When I was young and beautiful I was often annoyed with unwelcomed advises. Particularly from not well trained students – I could see they can’t do it by themselves, but still give advices to others. So I immediately proceeded physically to show them how they can’t walk their talk. It increased much intensity of training(that was good!!) and sometimes outcome was quite unproductive. Took me a time to understand they can’t learn that way to shut up and simply practice more and more. I forgot old saying from Himalaya “you can lead horses to the water but you can’t make them drink”.
Now, when I’m very old and a bit wiser, I simply observe how their advices reflect their level of understanding of aikido. Usually such advices are quite simplistic (note that I didn’t say primitive LOL ) because they are taking in consideration only one particular aspect of interaction.
When high level instructors give advice, usually it is a pointer in certain direction, not solution to particular detailed problem. That happens because they understand that aikido teaching is based on principles and if you apply principles correctly all kind of small details will be executed correctly as par miracle When I receive such kind of advice, I also can see a level of understanding of such particular instructor and I can appreciate it. Some instructors are not giving any advices – a reason is simple – at certain level of training, you have to simply train more, and discover stuff by yourself, there is no shortcut anymore. Usually when you discover by yourself, your body remember it to the end of your life. The advices, you forgetting it right after the end of the practice…
I personaly don’t need to ask my students what I’m doing wrong – it is enough for me to look at them, they are reflecting my teaching. So I can correct myself any time I want
03-27-2014, 09:31 AM
I must admit, while I try to be open to all input/feedback as possibly valid, I tend to consider the source.
If they have good technique and intent, I am more likely to listen.

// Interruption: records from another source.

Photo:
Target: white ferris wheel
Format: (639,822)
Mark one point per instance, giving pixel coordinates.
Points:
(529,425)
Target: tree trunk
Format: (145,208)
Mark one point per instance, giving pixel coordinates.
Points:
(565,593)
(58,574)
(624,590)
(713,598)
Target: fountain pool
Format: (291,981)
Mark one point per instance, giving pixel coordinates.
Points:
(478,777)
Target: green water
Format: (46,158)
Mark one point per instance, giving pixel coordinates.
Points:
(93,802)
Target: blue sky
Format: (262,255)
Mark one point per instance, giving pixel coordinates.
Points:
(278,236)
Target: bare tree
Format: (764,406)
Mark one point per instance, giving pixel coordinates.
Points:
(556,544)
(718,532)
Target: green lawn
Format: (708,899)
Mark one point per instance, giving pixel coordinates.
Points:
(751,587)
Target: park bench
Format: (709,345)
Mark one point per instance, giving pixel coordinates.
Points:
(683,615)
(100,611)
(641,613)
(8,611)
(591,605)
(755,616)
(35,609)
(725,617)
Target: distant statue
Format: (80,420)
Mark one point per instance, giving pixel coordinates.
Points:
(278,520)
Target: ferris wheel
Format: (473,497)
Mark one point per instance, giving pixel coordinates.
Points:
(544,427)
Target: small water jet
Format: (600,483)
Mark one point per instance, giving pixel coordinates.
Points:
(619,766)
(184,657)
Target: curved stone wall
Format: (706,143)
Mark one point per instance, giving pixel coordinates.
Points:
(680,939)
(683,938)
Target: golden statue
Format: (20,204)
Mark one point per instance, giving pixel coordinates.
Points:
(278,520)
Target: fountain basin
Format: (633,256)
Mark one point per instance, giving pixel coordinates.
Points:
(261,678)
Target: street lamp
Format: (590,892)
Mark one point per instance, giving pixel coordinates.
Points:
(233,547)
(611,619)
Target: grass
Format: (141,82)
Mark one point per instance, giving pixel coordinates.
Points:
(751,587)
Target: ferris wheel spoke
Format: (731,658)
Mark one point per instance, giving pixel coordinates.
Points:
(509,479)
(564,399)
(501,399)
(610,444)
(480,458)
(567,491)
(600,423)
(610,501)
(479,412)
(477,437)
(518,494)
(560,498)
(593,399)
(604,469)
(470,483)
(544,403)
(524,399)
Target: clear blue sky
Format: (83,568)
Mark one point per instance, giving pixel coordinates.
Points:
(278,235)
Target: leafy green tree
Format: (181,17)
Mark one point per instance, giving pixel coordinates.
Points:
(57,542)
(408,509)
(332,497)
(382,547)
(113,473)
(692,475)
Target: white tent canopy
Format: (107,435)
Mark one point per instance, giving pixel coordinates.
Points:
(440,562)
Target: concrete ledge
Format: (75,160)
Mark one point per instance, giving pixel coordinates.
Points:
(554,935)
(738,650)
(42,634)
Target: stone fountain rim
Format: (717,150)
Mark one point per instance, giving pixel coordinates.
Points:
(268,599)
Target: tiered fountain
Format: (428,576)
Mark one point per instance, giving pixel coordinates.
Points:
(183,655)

Remember, whatever advice you get, it will get you what it got them.
03-27-2014, 09:46 AM
I have been eliciting feedback from partners, not detailed critiques, but things that I feel I have erred with and can be answered quickly in a low voice so we continue to train: "did it feel like I gave your balance back to you as I turned?" for instance....not seeking especially from juniors any suggested corrective action but accurate reality testing/feedback that helps me learn, yes, in the middle of that turn, if it FEELS that way to me then I probably did let uke regain structure but if it feels this way to me I did not. I believe in empty hand practice this is a sensitivity it is easy to shrug off developing by going faster or using muscle....I want my training time to be spent improving.
03-28-2014, 01:13 PM
Onegaishimasu, when I come across something familiar, I try to just look at it again
whether it's a technique, a reflection, a teaching,or any type of dojo etiquette.
My two cents,
I like the point about questioning whether you really do know "the advice you already know". Maybe this reaction comes from a feeling that "I'm full up right now". The metaphor of the full cup of tea is often used in martial arts to try and teach the lesson that we need to let go of what we know to learn new things, but I think we need to remember that emptying the cup isn't that simple. Sometimes your cup is full because you keep hanging on to things; sometimes it's full because you're overwhelmed (by information, by circumstances, whatever). If you present an overwhelmed person with something very simple ("We're ordering pizza, what do you want on it?"), they may not be able to give you an answer. Being overwhelmed does that to you. An overwhelmed person can't just empty their cup as a simple act of will: they need to process what's in it first. If you try to give more information to an overwhelmed person, no matter how relevant, no matter how helpful the spirit in which it is given, it won't be helpful.
03-29-2014, 04:45 PM
"Do what you see, not what you know" is advice regularly given in my organization's seminars. This is particularly poignant for us as we often host instructors from various styles of aikido as well as non-aikido martial arts. Heck, a seminar I went to last year we had to separate Yoshinkan instructors teach the same technique in different ways (Yoshinkan is often very regimented in their curriculum making it largely universal as to its execution). Both versions of the technique effected were executed with quite different emphasis, but both had the same result. I thought it was super interesting - both in teaching multiple approaches to a technique, but also to teach humility, attention to detail, and open-mindedness.